The Washington Times’ editorial warned of the dangers of relying solely on the
United State’s new National Intelligence Estimate in dealing with Tehran’s nuclear ambitions. “On Tuesday, The Washington Post published a front-page story quoting information apparently leaked from a new National Intelligence Estimate as projecting that Iran is a decade away from getting such weapons, roughly doubling earlier estimates. But there is plenty of reason to be extremely cautious about relying on such estimates when assessing the behavior of a police state. Just as American intelligence agencies overestimated the progress of Iraq's WMD programs, it is entirely possible that they have underestimated the progress made by Iran. If the latter is true, the consequences of basing policy on such a faulty estimate would be catastrophic if it turned out that Iran has clandestinely managed to make greater strides toward developing nuclear weapons than Washington realized, and Tehran obtains the A-bomb”.

“In fact, since Mahmoud Ahmadinejad won the Iranian presidential runoff in June, Iranians’ behavior has become increasingly truculent and menacing. Hardly a day goes by without some new threat or non-negotiable demand from the Iranians”.

The New York Times focused on
Iran’s human rights record. “Meanwhile, in Tehran, Ahmadinejad has other disturbing issues awaiting his attention. For one, there's the failing health of Akbar Ganji, a jailed journalist who is now on a hunger strike”.

“Then there's the recent arrest of Abdolfattah Soltani, a lawyer who defended Ganji and also worked with Shirin Ebadi, the Iranian Nobel Peace Prize winner. Ebadi has been successful enough as a champion of human rights that she is now being accused in government-controlled news media reports of a slew of absurd charges, including burglary”.

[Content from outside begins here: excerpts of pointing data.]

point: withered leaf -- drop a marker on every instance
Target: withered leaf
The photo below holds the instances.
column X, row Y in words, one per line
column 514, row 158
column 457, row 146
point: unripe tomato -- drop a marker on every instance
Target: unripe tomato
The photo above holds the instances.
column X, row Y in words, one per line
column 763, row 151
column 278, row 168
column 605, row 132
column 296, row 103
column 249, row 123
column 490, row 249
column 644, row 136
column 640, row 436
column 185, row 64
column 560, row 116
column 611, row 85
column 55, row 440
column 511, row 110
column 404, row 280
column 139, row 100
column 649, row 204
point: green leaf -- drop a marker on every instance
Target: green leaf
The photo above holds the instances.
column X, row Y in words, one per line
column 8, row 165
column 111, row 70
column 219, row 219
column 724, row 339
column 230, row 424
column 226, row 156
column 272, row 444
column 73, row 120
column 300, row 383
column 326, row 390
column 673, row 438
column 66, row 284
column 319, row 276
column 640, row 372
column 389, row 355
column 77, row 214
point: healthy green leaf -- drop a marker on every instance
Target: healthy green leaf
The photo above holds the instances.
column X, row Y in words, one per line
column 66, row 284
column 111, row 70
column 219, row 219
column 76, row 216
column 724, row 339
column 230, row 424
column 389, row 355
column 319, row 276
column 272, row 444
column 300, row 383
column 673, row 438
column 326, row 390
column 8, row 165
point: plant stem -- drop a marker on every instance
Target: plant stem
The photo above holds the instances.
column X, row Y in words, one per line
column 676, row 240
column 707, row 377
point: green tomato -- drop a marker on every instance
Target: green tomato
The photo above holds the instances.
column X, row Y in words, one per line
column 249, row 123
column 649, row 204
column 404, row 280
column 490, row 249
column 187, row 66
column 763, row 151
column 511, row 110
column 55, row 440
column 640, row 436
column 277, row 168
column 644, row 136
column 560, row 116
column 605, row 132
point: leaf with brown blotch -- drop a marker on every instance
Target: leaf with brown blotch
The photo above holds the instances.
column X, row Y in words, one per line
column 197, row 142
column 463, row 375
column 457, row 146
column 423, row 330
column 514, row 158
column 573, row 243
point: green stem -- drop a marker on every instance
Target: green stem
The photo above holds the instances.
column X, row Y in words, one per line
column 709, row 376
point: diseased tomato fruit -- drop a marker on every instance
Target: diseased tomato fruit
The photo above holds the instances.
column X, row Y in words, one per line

On the nuclear front the New York Times pointed out a crucial fact. “No Iranian president to date has ever been able to defy the wishes of the unelected ayatollahs who rule Iran, and it is highly unlikely that Ahmadinejad will prove to be any different”.

The Wall Street Journal commented on the opinion page of its Wednesday edition on the realities of the European-led nuclear negotiations with Tehran. “The Bush administration has justified its softly-softly approach to the Iranian nuclear program on grounds it has firm commitments from the Europeans to get tough should diplomacy fail. Those promises are about to be put to the test now that Iran has informed the International Atomic Energy Agency of its intention to resume uranium enrichment”.

“But the desire of the EU-3 (Britain, France and Germany) to find a negotiated solution seems only to have encouraged Iranian intransigence on the central issue, which is its repeatedly claimed ‘right’ under the Nuclear Non-proliferation Treaty to enrich uranium for what it says is a civilian power program.

“The existence of any such right is debatable, given that the NPT forbids using a civilian nuclear program as cover for a military one. … Put simply, Iran is not a democratic country. And it is patently wrong to treat the ruling mullahs as if they were likely to observe international law.

“Most Iranians themselves (as suppressed poll results indicated) see the nuclear program for exactly what is -- a means of keeping their oppressors in power”.